Submitted by Campbell Vertesi on Mon, 2007-03-26 15:37.

Last week we started rehearsals for Giulio Cesare, with Miami University.  I don't remember if I've posted about this before, so I should give a little backgrounder.

Bryn and I have talked for a long time about the idea of "making your own opportunities".  Basically, since work is hard to come by and so valuable at this stage of an operatic career, it's very useful to be able to create your own performance opportunities; ie by producing an opera yourself.  This has been something I've considered doing for some time now, but magically the "bass advantage" has kept me busy enough that it hasn't been necessary.  For sopranos of course, it's a whole different story.

So Bryn took it upon herself to put together a production this year.  Miami University doesn't do a spring opera (turns out this year is a semi-exception, but that's another story), so she knew many of the singers there would be available - and of course, she would never want for a bass!   Together with one of her closest friends (who was looking for a role to prepare for her own graduate work), Bryn spent months putting together a production of Handel's Giulio Cesare.

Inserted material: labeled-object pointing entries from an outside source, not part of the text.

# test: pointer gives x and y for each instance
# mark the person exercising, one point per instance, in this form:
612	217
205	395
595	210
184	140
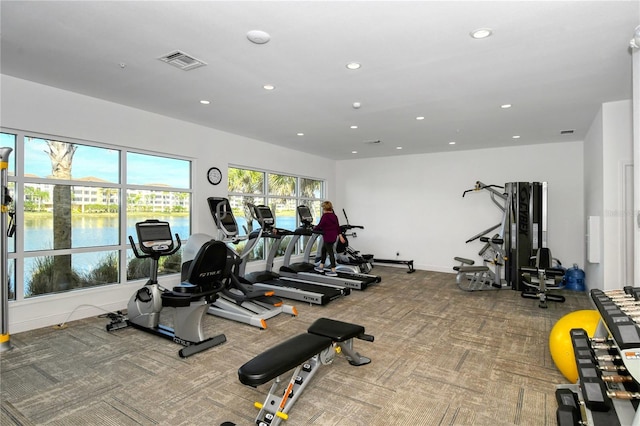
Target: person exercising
330	228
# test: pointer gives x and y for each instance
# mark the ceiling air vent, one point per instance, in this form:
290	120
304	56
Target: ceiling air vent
182	60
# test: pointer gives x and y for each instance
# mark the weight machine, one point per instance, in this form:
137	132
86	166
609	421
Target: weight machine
471	277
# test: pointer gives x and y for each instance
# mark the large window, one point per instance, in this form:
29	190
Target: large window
77	203
282	193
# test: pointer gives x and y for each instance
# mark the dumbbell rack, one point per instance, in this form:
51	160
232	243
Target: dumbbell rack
607	392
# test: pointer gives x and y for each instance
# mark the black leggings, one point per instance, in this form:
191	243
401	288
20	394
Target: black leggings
327	248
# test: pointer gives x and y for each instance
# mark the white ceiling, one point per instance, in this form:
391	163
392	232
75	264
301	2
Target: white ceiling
556	62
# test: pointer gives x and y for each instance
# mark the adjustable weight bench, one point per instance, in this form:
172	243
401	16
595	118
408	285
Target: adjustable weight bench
305	353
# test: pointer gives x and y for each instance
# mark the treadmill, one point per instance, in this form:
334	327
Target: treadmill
287	287
305	269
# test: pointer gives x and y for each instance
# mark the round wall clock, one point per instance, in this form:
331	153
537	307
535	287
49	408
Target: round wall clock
214	175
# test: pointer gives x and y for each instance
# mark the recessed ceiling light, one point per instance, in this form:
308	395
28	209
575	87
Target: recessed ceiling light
481	33
258	37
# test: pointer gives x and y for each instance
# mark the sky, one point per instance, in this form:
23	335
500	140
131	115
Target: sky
103	163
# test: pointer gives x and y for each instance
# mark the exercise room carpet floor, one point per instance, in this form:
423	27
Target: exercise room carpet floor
441	356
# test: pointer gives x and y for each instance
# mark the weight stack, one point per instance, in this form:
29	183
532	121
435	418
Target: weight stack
526	227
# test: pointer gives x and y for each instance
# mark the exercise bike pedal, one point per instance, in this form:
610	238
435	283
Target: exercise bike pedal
199	347
117	324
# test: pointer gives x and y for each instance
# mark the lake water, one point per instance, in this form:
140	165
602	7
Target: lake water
91	231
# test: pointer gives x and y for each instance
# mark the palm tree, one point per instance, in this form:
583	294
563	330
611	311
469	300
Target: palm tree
61	156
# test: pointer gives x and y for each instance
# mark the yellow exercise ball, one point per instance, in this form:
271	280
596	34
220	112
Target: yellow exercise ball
560	340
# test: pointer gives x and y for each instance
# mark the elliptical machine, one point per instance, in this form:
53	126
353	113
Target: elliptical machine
190	299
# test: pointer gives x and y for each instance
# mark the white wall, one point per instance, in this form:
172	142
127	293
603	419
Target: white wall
594	198
608	148
414	205
34	107
411	204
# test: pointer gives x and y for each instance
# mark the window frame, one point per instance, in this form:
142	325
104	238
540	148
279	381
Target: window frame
297	197
123	248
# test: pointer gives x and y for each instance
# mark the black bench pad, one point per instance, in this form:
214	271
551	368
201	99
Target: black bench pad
337	331
282	358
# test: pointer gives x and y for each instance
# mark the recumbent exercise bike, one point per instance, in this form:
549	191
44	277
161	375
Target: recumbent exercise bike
191	298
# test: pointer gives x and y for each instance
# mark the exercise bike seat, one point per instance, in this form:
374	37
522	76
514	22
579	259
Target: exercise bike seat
337	331
282	358
183	295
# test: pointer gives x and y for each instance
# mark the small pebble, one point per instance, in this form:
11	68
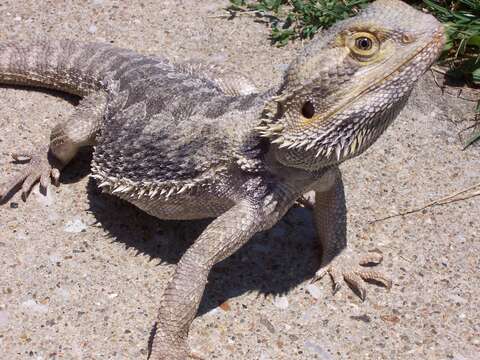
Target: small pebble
75	226
314	347
3	319
34	306
281	302
314	291
92	29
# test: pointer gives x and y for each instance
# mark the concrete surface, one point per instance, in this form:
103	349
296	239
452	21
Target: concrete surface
81	274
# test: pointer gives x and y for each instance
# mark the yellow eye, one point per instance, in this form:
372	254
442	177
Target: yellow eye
363	45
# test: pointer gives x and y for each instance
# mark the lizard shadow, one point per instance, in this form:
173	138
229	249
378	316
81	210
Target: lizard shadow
271	263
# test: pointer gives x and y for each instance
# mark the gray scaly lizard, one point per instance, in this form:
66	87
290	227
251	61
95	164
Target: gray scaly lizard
189	141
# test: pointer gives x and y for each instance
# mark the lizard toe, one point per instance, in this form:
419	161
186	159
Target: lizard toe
344	268
40	168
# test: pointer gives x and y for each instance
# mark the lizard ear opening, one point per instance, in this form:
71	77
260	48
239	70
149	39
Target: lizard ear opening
308	110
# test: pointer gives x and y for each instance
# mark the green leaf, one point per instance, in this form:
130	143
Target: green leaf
476	78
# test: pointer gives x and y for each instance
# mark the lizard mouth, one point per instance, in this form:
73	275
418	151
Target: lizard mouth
431	49
366	133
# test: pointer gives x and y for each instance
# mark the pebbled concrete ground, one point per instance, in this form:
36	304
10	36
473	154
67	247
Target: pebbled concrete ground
81	273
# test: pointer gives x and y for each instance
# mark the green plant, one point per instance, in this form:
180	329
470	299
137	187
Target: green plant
293	19
301	19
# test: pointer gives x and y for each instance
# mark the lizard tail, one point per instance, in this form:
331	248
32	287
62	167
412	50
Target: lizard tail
65	65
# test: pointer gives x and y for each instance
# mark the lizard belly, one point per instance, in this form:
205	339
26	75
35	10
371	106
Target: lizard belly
183	206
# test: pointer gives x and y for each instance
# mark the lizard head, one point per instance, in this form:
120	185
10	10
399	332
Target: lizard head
347	86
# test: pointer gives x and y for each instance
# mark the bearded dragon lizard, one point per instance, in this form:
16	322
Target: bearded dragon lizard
189	141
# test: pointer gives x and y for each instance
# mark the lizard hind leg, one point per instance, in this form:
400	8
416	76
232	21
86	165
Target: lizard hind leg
46	162
338	260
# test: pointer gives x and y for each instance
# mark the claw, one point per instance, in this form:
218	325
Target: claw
40	168
355	282
371	259
344	268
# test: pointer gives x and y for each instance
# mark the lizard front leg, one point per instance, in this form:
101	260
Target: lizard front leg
337	259
66	139
220	239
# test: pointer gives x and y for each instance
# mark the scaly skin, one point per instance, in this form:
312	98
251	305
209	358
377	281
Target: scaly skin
191	141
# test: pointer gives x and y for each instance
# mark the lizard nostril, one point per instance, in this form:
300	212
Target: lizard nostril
308	110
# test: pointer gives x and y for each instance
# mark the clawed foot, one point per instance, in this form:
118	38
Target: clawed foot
344	267
42	167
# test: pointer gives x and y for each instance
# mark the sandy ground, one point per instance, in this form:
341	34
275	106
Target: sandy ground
81	273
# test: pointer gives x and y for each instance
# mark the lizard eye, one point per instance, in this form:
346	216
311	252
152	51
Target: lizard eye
308	110
363	45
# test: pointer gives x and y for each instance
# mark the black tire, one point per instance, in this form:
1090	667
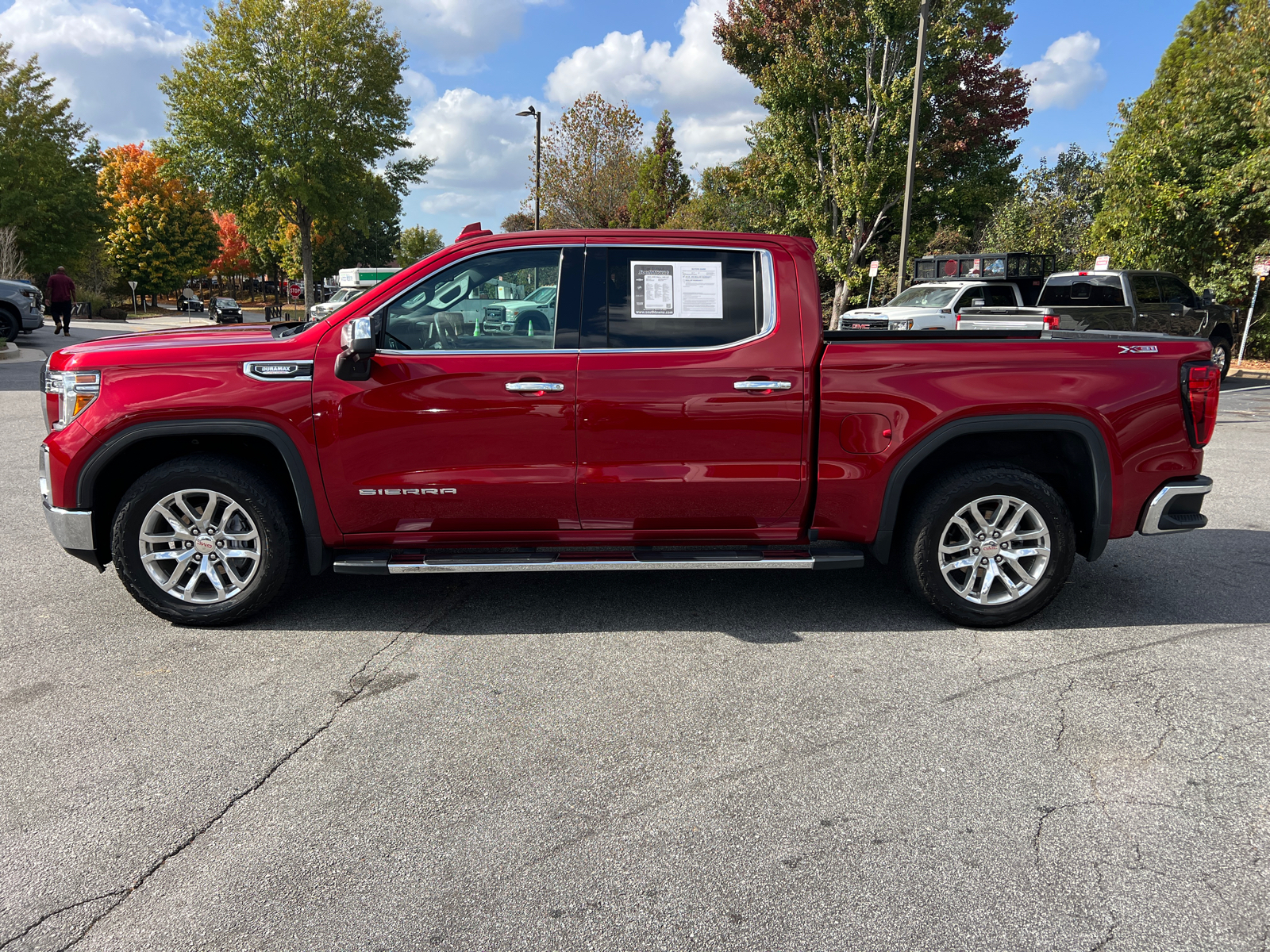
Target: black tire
262	509
933	522
1222	355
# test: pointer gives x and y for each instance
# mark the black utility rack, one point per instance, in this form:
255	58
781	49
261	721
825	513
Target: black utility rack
1028	271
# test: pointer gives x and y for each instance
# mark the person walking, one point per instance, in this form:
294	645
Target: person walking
61	298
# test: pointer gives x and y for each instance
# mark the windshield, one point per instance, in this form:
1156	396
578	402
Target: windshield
924	296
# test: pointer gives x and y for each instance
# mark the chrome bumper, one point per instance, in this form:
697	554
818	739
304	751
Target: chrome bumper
73	528
1175	507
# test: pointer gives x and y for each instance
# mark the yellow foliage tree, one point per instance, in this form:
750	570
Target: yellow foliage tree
162	228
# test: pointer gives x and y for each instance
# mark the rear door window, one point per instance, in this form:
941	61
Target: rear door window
972	295
1175	292
1001	296
1145	290
672	298
1083	291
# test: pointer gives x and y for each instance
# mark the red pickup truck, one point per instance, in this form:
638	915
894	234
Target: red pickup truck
573	400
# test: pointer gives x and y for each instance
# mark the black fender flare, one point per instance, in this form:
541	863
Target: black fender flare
315	549
1020	423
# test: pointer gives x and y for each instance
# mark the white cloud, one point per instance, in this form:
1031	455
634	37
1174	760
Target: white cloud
107	59
483	155
1067	74
709	101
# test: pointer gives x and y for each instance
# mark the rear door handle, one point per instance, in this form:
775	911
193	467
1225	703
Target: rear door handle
533	386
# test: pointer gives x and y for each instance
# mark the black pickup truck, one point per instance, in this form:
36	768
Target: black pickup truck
1153	302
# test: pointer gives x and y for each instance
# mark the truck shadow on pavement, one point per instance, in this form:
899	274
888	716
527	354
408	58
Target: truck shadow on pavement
1210	577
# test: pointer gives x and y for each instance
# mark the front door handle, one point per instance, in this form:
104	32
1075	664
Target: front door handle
533	386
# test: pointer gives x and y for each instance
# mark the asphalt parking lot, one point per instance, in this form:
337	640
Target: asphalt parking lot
647	761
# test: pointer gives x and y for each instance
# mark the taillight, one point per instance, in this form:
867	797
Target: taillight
1202	384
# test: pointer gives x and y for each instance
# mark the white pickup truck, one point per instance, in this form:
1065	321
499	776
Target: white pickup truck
22	309
933	305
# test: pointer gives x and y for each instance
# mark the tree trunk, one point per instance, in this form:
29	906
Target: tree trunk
305	222
840	302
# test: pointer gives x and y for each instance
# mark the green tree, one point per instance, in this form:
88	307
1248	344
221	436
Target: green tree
590	164
1187	179
416	244
291	105
518	221
1053	211
48	169
162	230
727	200
660	184
836	78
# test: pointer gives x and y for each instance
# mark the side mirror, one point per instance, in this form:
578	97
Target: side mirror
357	342
357	338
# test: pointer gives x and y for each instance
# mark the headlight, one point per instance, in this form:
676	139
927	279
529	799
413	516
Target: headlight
75	391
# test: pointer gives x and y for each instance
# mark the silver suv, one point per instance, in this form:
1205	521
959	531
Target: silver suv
22	309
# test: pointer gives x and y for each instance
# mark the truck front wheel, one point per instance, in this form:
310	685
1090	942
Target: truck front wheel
988	545
202	541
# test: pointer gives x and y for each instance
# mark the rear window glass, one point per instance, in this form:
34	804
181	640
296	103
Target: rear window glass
1083	291
671	298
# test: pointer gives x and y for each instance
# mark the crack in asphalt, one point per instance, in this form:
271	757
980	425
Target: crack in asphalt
1103	943
359	683
1100	657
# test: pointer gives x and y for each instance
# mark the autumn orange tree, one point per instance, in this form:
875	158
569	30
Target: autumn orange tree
162	230
235	255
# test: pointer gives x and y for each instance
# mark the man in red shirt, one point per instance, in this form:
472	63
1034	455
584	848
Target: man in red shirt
61	298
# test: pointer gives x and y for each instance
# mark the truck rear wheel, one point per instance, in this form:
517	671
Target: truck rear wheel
988	545
1221	355
202	541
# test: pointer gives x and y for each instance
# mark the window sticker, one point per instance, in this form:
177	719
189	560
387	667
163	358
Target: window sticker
690	290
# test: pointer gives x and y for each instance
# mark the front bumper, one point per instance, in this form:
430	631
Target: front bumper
73	528
1175	507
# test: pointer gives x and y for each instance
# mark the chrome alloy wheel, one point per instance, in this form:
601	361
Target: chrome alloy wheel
995	550
200	546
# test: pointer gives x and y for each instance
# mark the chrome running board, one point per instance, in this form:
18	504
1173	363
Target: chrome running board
413	564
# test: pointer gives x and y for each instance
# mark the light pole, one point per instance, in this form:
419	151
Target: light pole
537	164
924	19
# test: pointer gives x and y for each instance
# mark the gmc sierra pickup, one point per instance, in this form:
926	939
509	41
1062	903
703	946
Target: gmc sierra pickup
677	408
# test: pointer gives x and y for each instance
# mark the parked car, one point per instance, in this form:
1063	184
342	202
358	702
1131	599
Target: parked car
226	310
22	309
933	305
1128	301
334	302
686	412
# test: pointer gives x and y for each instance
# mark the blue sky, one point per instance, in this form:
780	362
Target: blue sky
475	63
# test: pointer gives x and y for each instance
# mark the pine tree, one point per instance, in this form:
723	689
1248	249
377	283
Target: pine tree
660	184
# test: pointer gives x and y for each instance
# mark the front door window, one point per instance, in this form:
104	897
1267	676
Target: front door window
502	301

It is a fully staged production with chamber orchestra, directed by Bryn's teacher, Alison Acord.  Roles are played by our colleagues at Miami, and of course, by your humble blogger.  It goes  up at the Oxford Art Gallery on April 21st of this year.

All this to explain that we started rehearsal last week, and I've been learning ever more about ancient Egyptian history.  I play Ptolomy XIII (Theos Philopator), Cleopatra's younger brother, her husband, and king of Egypt.  This character is, at the time of the opera, about 15 years old, historically.  This presents me with some new challenges.

As a bass, 99% of the characters you have to play are older men.   The youngest in the popular repertoire is definitely Colline - who is my age, at youngest.  Consequently, I've spent plenty of time learning how to act "old".  Your center of gravity shifts, you have a different style of motion, you don't move as much, in fact.  Character traits for old people can be things like a tremor, a limp... things that definitely don't work with a younger character.

So here I am, throwing out all those old physicalizations to find new ones.  Some things are easy -your center of gravity for instance, is much further forward as a young man than as an old one.  I get to fidget with this role, but I have yet to decide how.  One thing I like to do is to find small characteristic 'tics' for a role.  These tics can be directly associated with the character's position in the show (Sparafucile the assassin absent-mindedly fidgeting with his knife), or they can be personality-based (high priest Sarastro breathing through his nostrils when he's trying to keep his control).  These things can act as anchor points for the audience - a visible reinforcement of who this person is.

 But what do I do for a young man?  A young, brat king, what's more?  I'm still working on it... will keep you all posted!